Kualitas SDM Pakasa ini penting sekali, sesuai sinyalamen yang beberapa kali diungkapkan Gusti Moeng (Pengageng Sasana Wilapa/Pangarsa LDA), bahwa kelangsungan Kraton Mataram Surakarta harus tetap terjaga. Tetapi, faktanya jumlah kerabat sentana yang menjalankan kerja adat di Bebadan Kabinet 2004 semakin berkurang, untuk itu perlu disiapkan penerusnya.
Gusti Moeng menyebut jumlah kerabat sentana semakin berkurang, karena berbagai sebab.

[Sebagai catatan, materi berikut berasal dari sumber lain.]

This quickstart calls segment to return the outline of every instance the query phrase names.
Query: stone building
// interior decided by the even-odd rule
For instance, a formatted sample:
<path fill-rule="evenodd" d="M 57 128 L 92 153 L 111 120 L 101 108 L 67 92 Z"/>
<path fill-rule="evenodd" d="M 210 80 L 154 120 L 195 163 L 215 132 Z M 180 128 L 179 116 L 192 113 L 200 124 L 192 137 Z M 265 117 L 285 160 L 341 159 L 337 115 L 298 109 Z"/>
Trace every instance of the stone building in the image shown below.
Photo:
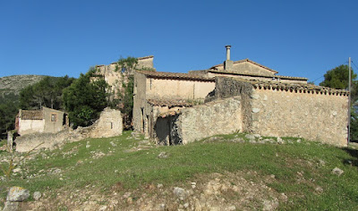
<path fill-rule="evenodd" d="M 15 122 L 19 135 L 35 132 L 55 133 L 68 127 L 64 112 L 42 107 L 40 110 L 19 110 Z"/>
<path fill-rule="evenodd" d="M 136 69 L 151 69 L 153 71 L 156 70 L 153 65 L 153 55 L 139 57 L 137 59 L 138 64 L 136 66 Z M 118 90 L 122 89 L 123 80 L 126 80 L 125 74 L 124 74 L 125 72 L 120 71 L 121 67 L 118 67 L 117 63 L 112 63 L 108 65 L 97 65 L 96 68 L 98 72 L 98 74 L 104 76 L 106 82 L 107 82 L 108 85 L 111 86 L 112 92 L 114 92 L 115 96 L 116 96 Z M 119 71 L 117 69 L 119 69 Z"/>
<path fill-rule="evenodd" d="M 230 46 L 226 60 L 208 70 L 136 72 L 134 130 L 164 145 L 235 131 L 345 145 L 347 91 L 277 73 L 249 59 L 231 61 Z"/>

Hasil analisis menyebutkan, berbagai peristiwa yang melanda kraton tahun 1945-1965 yang ditandai dengan kasus penculikan, suksesi 2004 dan “insiden mirip operasi militer” 2017, telah menyebabkan kalangan kerabat sentana trauma dan memilih pasif atau keluar dari kraton.
Di sisi lain ketika menjadi bagian NKRI, kraton harus mengikuti kebijakan-kebijakan pemerintah misalnya program KB dan norma keluarga ideal sejahtera, yang sulit ditolak masyarakat adat terutama keluarga inti (putra/putri-dalem dan wayah-dalem) dan kerabat sentana. Inilah yang menyumbat produk generasi SDM yang sangat diperlukan untuk kerja adat di kraton.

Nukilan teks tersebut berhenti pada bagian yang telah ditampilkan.